Running Reflections 4 (continued)

in #religion8 years ago (edited)

The temp with wind-chill was around 20 below zero, and my beard literally had icicles hanging from it from my exhale and my hands were freezing. I kept praying, asking the Lord to intervene and give me His strength to continue, if in fact He had called me to run this marathon - which, deep down, I knew He had.

This being the 3rd full day of my fast and around 1:30 am after having already run about 7 miles or so, I had reached a point of such a feeling of utter emptiness, fatigue, and weakness that I knew that if I answered my body's inclination, I would simply have to stop running and walk home if possible, or worse, just call my wife to come pick me up.

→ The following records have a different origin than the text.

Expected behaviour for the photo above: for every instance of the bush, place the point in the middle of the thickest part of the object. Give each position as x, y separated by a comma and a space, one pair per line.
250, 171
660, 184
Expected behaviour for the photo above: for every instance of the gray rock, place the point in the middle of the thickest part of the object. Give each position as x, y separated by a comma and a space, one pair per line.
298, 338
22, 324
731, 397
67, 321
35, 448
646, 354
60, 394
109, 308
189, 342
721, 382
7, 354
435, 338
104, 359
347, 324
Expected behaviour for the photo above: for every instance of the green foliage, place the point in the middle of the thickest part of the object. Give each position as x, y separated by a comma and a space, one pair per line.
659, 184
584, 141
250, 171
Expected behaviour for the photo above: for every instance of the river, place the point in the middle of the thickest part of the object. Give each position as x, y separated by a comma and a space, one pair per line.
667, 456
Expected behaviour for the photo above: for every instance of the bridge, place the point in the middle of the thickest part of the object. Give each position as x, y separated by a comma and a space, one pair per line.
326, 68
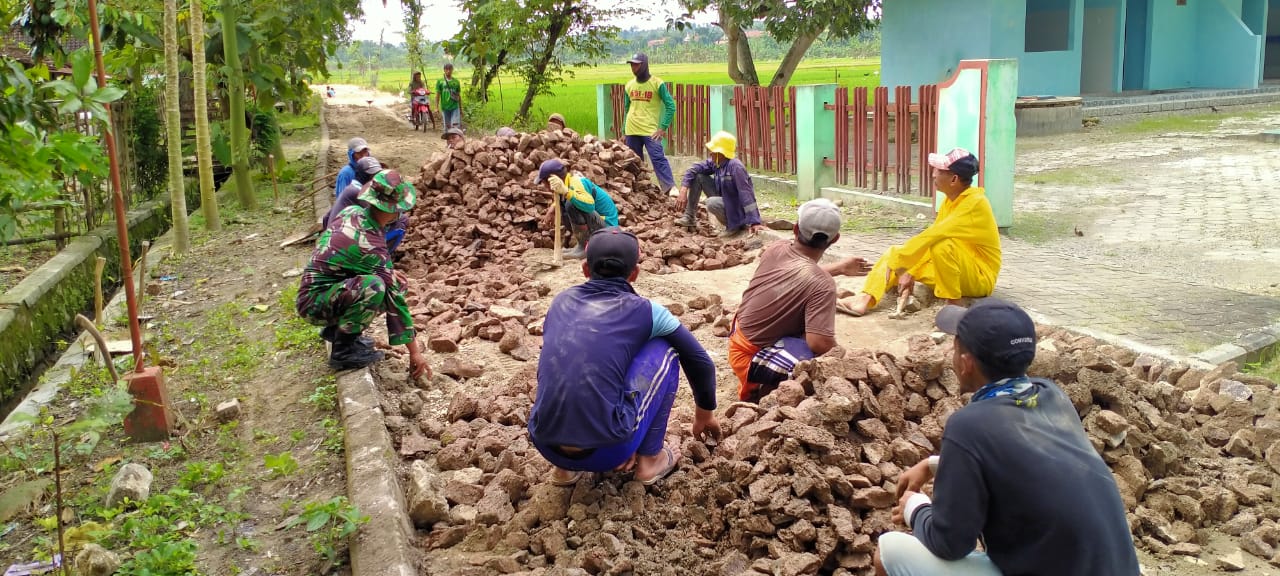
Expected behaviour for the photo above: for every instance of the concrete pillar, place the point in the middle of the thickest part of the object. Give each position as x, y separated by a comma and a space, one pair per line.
723, 118
816, 140
1000, 140
603, 112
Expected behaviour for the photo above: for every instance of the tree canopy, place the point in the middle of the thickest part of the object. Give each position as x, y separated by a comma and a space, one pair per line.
796, 22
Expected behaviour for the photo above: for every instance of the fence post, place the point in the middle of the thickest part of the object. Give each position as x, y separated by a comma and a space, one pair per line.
604, 112
816, 140
722, 109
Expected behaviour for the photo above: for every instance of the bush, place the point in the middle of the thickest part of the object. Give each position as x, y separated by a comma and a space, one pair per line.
146, 136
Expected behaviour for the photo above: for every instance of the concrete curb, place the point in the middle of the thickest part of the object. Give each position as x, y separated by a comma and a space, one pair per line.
382, 547
1248, 347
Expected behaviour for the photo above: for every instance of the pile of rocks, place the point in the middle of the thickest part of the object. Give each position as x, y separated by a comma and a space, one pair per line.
478, 213
804, 481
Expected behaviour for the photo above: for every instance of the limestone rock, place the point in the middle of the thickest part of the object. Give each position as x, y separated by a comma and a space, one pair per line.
426, 504
132, 481
96, 561
227, 411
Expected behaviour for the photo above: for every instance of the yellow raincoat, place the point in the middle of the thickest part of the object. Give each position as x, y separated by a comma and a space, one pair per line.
958, 255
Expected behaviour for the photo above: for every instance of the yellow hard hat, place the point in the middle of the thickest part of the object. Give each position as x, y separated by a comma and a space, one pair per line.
725, 144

I had come to the end of my own natural strength and knew that I would have to rely entirely on the Lord's grace to empower me to finish. This "ending" of our own strength is of course partially figurative in the sense that I still ultimately had some strength left, but it is the reliance on the Lord for His sustinence that constiutes the actual exchange of strength that I'm referencing. It is in this blurring of the lines between our own strength and His that our trust and self-confidence is transferred from ourselves in our own natural abilities or talents or "strengths", to a total reliance on God's sustaining power.
That night, was the first night that I exceeded 13.1 miles. (I'll edit this post to include the actual mileage when I can locate my journal entry from that day.)
At some point ( I remember the section of road) I suddenly felt strenth returning to my legs and my breathing came easier. I transitioned from my "trudging", shuffeling type pace to an easy jog and within a short distance was able run at my normal pace...

From that night forward, I knew the Lord was with me in this and I was now confident that I'd be able to finish the marathon.